Bergen Assembly 2022, titled Yasmine and the Seven Faces of the Heptahedron, was the fourth edition of Bergen Assembly and took place from 8 September to 6 November 2022 in Bergen, Norway. It was convened by the artist Saâdane Afif, and was structured around a fictional narrative in which a curator, Yasmine d’O, searches for a seven-sided form referred to as the Heptahedron.

The narrative drew on a play by French author Thomas Clerc inspired by a 2014 performance by Afif, which he adapted into the exhibition's conceptual framework.

The programme comprised seven exhibitions, each associated with a different character — The Professor, The Bonimenteur, The Moped Rider, The Fortune Teller, The Acrobat, The Coalman and The Tourist — which served as conceptual frameworks for works by 21 participating artists across venues throughout Bergen.

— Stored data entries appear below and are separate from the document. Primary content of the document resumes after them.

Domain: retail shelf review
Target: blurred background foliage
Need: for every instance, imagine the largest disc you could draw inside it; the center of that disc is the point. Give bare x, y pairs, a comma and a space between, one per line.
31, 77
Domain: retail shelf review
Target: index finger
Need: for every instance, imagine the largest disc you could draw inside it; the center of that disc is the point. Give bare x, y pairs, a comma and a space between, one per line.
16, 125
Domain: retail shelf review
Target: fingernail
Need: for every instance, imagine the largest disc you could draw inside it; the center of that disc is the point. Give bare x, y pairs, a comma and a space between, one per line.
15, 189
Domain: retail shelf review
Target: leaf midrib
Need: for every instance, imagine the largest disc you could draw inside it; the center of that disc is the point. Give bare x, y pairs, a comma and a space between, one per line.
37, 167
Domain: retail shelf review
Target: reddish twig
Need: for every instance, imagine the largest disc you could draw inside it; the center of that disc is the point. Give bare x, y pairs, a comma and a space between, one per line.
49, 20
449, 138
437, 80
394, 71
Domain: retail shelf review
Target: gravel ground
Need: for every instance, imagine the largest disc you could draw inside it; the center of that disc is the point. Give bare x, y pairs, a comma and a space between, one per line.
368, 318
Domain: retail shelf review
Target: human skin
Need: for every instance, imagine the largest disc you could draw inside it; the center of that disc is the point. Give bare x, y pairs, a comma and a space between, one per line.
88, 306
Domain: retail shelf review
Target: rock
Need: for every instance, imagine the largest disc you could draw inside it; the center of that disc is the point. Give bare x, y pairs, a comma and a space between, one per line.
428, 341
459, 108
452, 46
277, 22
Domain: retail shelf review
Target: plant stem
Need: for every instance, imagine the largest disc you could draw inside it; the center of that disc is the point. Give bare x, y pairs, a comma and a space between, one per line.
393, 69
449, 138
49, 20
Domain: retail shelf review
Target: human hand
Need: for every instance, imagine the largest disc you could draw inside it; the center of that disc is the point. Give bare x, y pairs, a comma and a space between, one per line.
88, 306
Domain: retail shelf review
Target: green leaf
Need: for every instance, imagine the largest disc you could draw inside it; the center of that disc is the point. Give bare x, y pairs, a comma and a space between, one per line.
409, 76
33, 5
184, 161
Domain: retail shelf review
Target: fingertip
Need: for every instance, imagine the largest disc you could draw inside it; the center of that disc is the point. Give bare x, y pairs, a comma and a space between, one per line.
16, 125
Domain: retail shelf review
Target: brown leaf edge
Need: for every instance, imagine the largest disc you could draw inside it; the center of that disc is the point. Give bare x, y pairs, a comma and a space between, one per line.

In the lead-up to the edition, a series of seven issues of Side Magazine, dedicated to each character, was published as a research site and exhibition catalogue.

Independent art press described the edition as an exhibition that “continually — and whimsically — returns to questions of authorship and identity”. Another review highlighted the work as “a multifaceted spectrum of artwork” in which Afif's role as convener and the fictional curatorial persona of Yasmine form part of the project's performative strategy. A third critical review emphasized the project's narrative conceit and its invitation to the public to traverse the city's exhibition spaces.